Bentuk-bentuk 'Iffah
a.
Menjaga kehormatan diri dalam hal seksual antara lain
dengan menjaga penglihatan, pakaian, dan pergaulan; tidak mengunjungi
tempat-tempat hiburan yang ada kemaksiatannya; tidak melakukan
perbuatan-perbuatan yang dapat menghantarkannya kepada perzinaan.
b.
Menjaga kehormatan diri dalam hubungannya dengan masalah harta
c.
Menjaga kehormatan diri dalam hubungannya dengan kepercayaan orang
lain.
2.2.8.
Zuhud
Kata zuhud berasal
dari bahasa Arab yang memiliki akar kata zahada - yazhadu - zuhdan yang artinya
meninggalkan, tidak menyukai dan menjauhkan diri.[8]
Menurut Lois ma’luf dalam totok Jumantoro (2005), kata zuhud berasal dari
bahasa Arab yaitu kata zahada artinya ragaba ‘anhu wataraka (benci dan
meninggalkan sesuatu), zahada fi ad-dunyā yang artinya mengosongkan diri dari
kesenangan dunia untuk ibadah. Orang yang melakukan zuhud disebut zāhid,
zuhhād, atau zāhidūn.[9]
1.
Keutamaan zuhud
Berbicara mengenai keutamaan zuhud, Allah menjelaskan
keutamaan zuhud dalam beberapa ayat Al-Qur’an yaitu:
Pada surat al-Qashash ayat 79-80
فَخَرَجَ عَلَىٰ
قَوۡمِهِۦ فِي زِينَتِهِۦۖ قَالَ ٱلَّذِينَ يُرِيدُونَ ٱلۡحَيَوٰةَ ٱلدُّنۡيَا
يَٰلَيۡتَ لَنَا مِثۡلَ مَآ أُوتِيَ قَٰرُونُ إِنَّهُۥ لَذُو حَظٍّ عَظِيمٖ ٧٩
وَقَالَ ٱلَّذِينَ أُوتُواْ ٱلۡعِلۡمَ وَيۡلَكُمۡ ثَوَابُ ٱللَّهِ خَيۡرٞ لِّمَنۡ
ءَامَنَ وَعَمِلَ صَٰلِحٗاۚ وَلَا يُلَقَّىٰهَآ إِلَّا ٱلصَّٰبِرُونَ ٨٠
”Maka
keluarlah Karun kepada kaumnya dalam kemegahannya. Berkatalah orang-orang yang
menghendaki kehidupan dunia: "Moga-moga kiranya kita mempunyai seperti apa
yang telah diberikan kepada Karun; sesungguhnya ia benar-benar mempunyai
keberuntungan yang besar". Berkatalah orang-orang yang dianugerahi ilmu:
"Kecelakaan yang besarlah bagimu, pahala Allah adalah lebih baik bagi
orang-orang yang beriman dan beramal saleh, dan tidak diperoleh pahala itu,
kecuali oleh orang-orang yang sabar"[10]
Sifat zuhud dinisbatkan
kepada para ulama dalam ayat tersebut dan orang mempunyai sifat zuhud diberikan
sifat berilmu, itu adalah penghabisan pemujian.
2.
Tingkatan zuhud
Zuhud terbagi menjadi tiga tingkatan. Pertama (terendah),
menjauhkan dunia ini agar terhindar dari hukuman di akhirat. Kedua, menjauhi
dunia dengan menimbang imbalan di akhirat. Ketiga (tertinggi), mengucilkan
dunia bukan karena takut atau berharap, tetapi karena cinta kepada Allah.[11]
3.
Tanda-tanda zuhud
a.
Tanda yang pertama, seseorang tidak merasa gembira dengan wujudnya
sesuatu dan tidak pula merasa sedih dengan tidak wujudnya sesuatu.
b.
Tanda yang kedua, bilamana pada seseorang sama antara orang yang
mencelanya dan orang yang memujinya. Yang pertama itu tanda zuhud pada harta.

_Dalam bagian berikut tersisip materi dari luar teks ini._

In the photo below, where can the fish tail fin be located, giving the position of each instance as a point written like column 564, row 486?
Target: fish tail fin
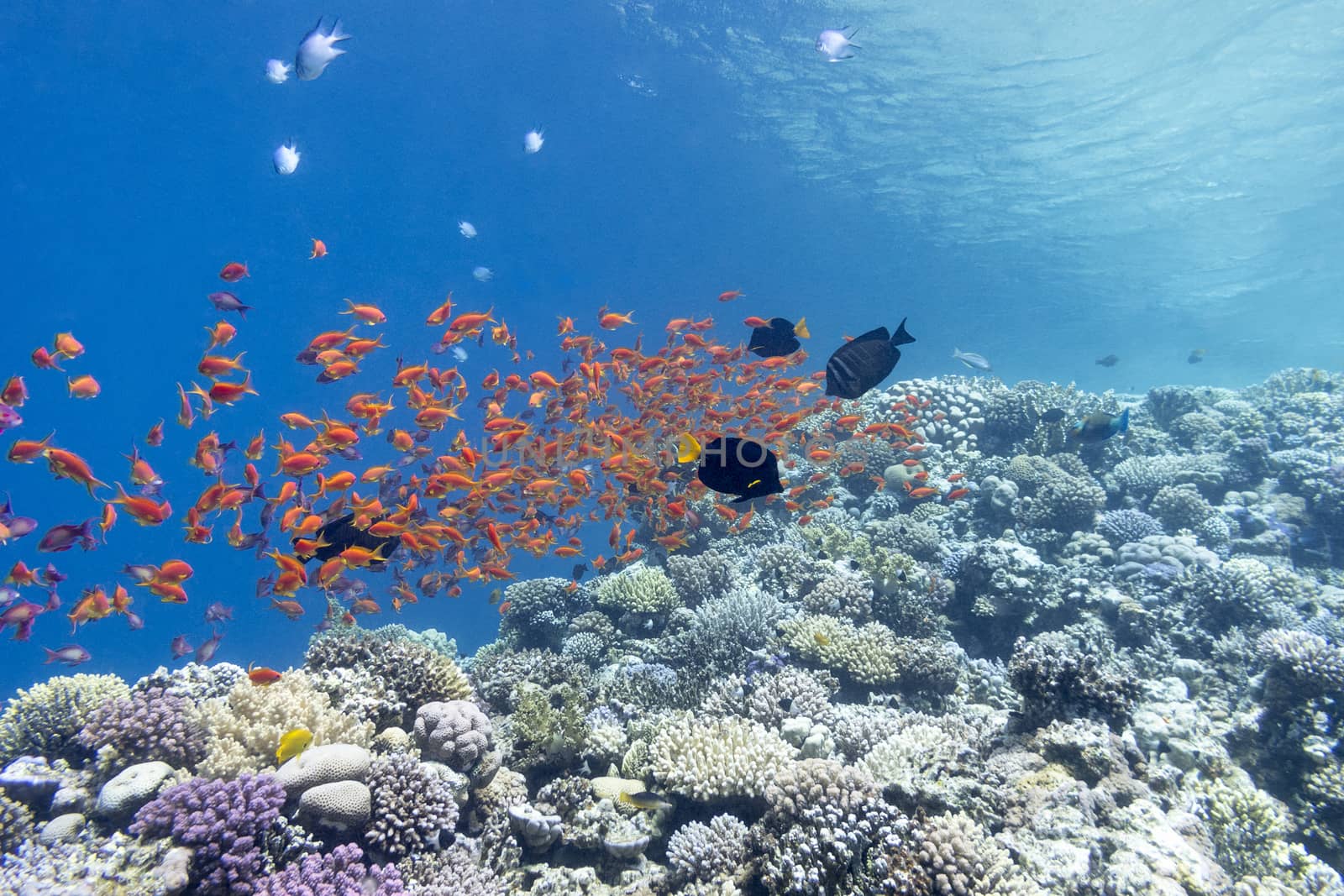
column 902, row 338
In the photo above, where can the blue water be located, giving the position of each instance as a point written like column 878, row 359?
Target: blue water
column 1139, row 184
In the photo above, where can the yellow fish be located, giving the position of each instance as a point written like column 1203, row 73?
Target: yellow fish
column 687, row 449
column 648, row 801
column 293, row 743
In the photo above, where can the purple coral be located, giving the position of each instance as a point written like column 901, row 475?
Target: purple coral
column 338, row 873
column 148, row 725
column 222, row 822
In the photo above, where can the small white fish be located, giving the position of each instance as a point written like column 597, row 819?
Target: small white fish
column 972, row 360
column 837, row 43
column 319, row 50
column 277, row 71
column 286, row 159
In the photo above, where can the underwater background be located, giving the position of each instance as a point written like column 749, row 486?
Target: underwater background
column 1047, row 186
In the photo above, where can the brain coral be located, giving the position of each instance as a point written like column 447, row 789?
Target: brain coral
column 45, row 719
column 709, row 759
column 245, row 728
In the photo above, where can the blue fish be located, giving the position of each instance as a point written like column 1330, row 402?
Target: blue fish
column 1099, row 427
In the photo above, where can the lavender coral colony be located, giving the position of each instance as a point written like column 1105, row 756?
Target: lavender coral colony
column 1082, row 667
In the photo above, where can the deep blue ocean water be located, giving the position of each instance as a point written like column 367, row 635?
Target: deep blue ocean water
column 1045, row 186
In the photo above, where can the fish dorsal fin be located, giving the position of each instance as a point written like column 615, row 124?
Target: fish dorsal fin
column 879, row 335
column 902, row 338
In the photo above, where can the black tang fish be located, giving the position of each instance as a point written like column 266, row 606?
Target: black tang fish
column 732, row 465
column 342, row 533
column 864, row 362
column 779, row 338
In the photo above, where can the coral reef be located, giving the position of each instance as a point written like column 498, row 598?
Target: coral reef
column 1066, row 669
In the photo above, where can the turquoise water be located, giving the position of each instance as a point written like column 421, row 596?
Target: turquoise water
column 1043, row 184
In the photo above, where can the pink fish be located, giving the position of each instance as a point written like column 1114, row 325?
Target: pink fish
column 71, row 654
column 8, row 418
column 181, row 647
column 206, row 652
column 20, row 614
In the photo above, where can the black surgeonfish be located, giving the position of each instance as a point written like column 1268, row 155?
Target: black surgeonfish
column 732, row 465
column 342, row 533
column 864, row 362
column 779, row 338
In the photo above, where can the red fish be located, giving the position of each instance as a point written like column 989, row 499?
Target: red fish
column 233, row 271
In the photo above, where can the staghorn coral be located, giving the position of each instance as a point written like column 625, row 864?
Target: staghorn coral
column 640, row 590
column 1180, row 506
column 246, row 726
column 456, row 871
column 413, row 808
column 45, row 720
column 336, row 873
column 703, row 852
column 148, row 725
column 15, row 824
column 823, row 819
column 1121, row 527
column 385, row 674
column 712, row 759
column 1058, row 680
column 702, row 577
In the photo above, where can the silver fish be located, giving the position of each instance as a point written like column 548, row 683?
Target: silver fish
column 318, row 51
column 972, row 360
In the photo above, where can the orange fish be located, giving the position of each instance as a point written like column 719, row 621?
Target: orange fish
column 611, row 320
column 69, row 345
column 370, row 315
column 84, row 385
column 27, row 450
column 45, row 360
column 261, row 674
column 66, row 465
column 232, row 392
column 15, row 392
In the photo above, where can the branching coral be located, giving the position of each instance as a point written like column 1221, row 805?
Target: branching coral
column 44, row 720
column 221, row 822
column 148, row 725
column 413, row 808
column 710, row 759
column 245, row 728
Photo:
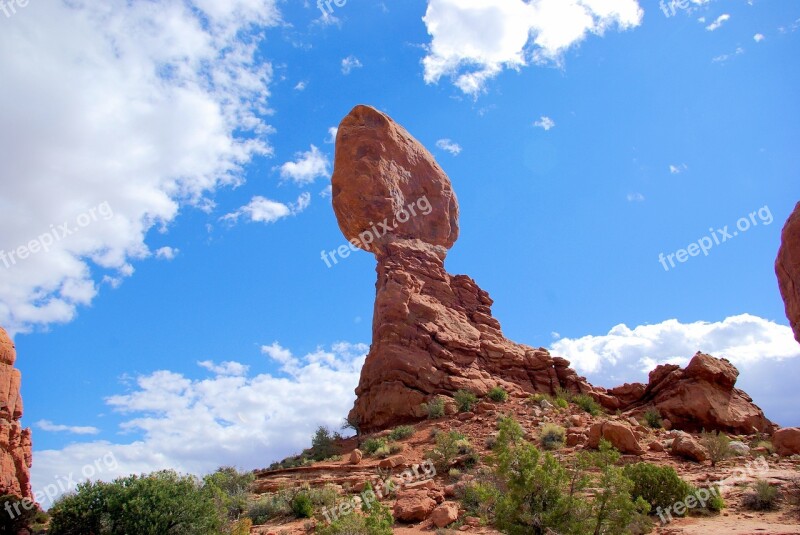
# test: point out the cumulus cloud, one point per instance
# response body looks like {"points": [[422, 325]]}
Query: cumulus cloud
{"points": [[263, 210], [472, 41], [450, 146], [47, 425], [545, 123], [307, 167], [349, 64], [717, 24], [235, 419], [145, 106]]}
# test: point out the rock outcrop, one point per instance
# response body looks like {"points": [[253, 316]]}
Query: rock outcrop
{"points": [[700, 396], [787, 267], [433, 333], [15, 442]]}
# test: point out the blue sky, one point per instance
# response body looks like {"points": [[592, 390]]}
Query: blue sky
{"points": [[189, 322]]}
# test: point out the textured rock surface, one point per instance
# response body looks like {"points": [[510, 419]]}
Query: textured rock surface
{"points": [[787, 267], [787, 441], [433, 333], [701, 396], [15, 442]]}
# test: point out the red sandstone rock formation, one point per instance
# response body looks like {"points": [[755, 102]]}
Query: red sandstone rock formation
{"points": [[701, 396], [433, 333], [15, 442], [787, 267]]}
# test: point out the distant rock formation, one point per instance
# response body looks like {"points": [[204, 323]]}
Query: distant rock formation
{"points": [[433, 333], [700, 396], [787, 267], [15, 442]]}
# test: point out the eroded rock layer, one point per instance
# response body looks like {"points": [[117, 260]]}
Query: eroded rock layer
{"points": [[15, 442], [787, 267]]}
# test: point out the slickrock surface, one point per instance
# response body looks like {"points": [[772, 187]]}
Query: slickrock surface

Dan yang kedua tanda zuhud pada kemegahan.
c.
Tanda yang ketiga, bilamana kesayangan hatinya kepada Allah Ta’ala
dan yang menguatkan pada hatinya adalah manisnya taat kepada Allah Ta’ala.
Karena hati itu tidak sepi dari manisnya kecintaan. Adakalanya kecintaan pada
dunia, adakalanya kecintaan pada Allah Ta’ala. Keduanya itu berada dalam hati
seperti air dan udara dalam gelas. Bilamana air masuk maka udara keluar.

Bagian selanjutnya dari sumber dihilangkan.